I had red bellies and I had black gravel for them. It brought their color out, I thought so anyways. I have a golf spilo now and I dont know if I am not noticing his gold because I still hae black grvel or because he is only like 3" and he hasnt begun to show his gold yet. I can still see the black spots clearly on his body. Whats going on. SHould I change the gravel color to make his gold come out more and if so what color would be best???? Personal experiences would help.


----------



## InSinUAsian (Jan 3, 2003)

I use sand which seems to bring the color out VERY nice in spilos. Nice silver color with gold bellies. You might want to give that a try. Plus I just like the look of sand bottom tanks as opposed to gravel. More realistic. All rivers/lakes I have ever been to had sand bottoms, not this pea gravel stuff (or black gravel). Gives the tank a nice natural look, while at the same time complementing the spilo color nicely.

~~Dj


----------



## Hannibal (Dec 2, 2002)

I thought sand was hard to keep because of the cleaning and all.


----------



## InSinUAsian (Jan 3, 2003)

If anything sand is easier IMO. Sh!t pretty much stays on the surface. I do loose some sand during water changes due to it being sucked into the python. For the 180 gallon that amounts to about a teaspoon to tablespoon amount. Not that much at all considering a 50 lbs bag of sand will only run you 3-4 bucks.

~~Dj


----------



## Outie (Feb 19, 2003)

I do agree with sand looking better than gravel the ony two things i find troubling with sand is your fish stirring it up and then it getting into the filter and screwing up the filter. Also i can imagine doing a vacuming on the substrate a pain since it will probably suck up some sand.


----------



## InSinUAsian (Jan 3, 2003)

Outie said:


> your fish stirring it up and then it getting into the filter and screwing up the filter.

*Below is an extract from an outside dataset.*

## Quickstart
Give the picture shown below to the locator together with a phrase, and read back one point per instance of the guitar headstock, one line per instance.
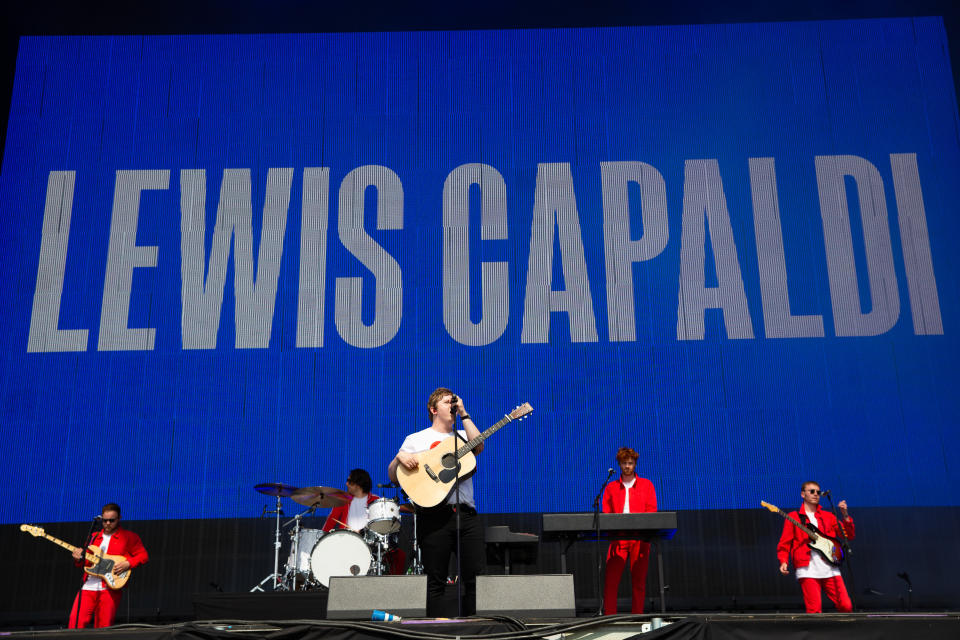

 Yep this has presented a problem to some people. I personally use a wet/dry so sand that is kicked up is never really a problem since the WD's prefilter is located at the top of the tank.

~~Dj


----------



## Hannibal (Dec 2, 2002)

so should I try sand colored gravel? Natural... like more of a brown gravel??


----------



## Grosse Gurke (Jan 3, 2003)

I use a natrual gravel and my little spilo is gold as hell


----------



## InSinUAsian (Jan 3, 2003)

I think the basic idea is lighter the better. If you want good coloration then go with sand. If sand is not a possiblity, the go with the lightest sand colored gravel you can get.

Keep us posted as to what affects you notice in your fish after the change.

~~Dj


----------



## Death in #'s (Apr 29, 2003)

what type of sand do u use for the tank anysand or one made for fishtanks


----------



## InSinUAsian (Jan 3, 2003)

I went to a home improvement store called homedepot and bought the sand that is used to fill children sand boxes. Its called "play sand" I believe. Only thing is, it is dusty as hell. So you have to rinse it VERY good before putting it in the tank other wise it will cloud up. Not so bad considering you can get 50 lbs for only 3-4 bucks.

~~dj


----------



## SnowCichlid (Jan 10, 2003)

I have a green, black, silver gravel mix along with larger natural rocks at the bottom...


----------



## Honda99_300ex (Apr 18, 2003)

i also have sand with my Gold spilo, i think it shows color well too, and mine is only 3"


----------



## Sir Nathan XXI (Jan 29, 2003)

My Ternetzi showed its gold with black gravel really well, give it time


----------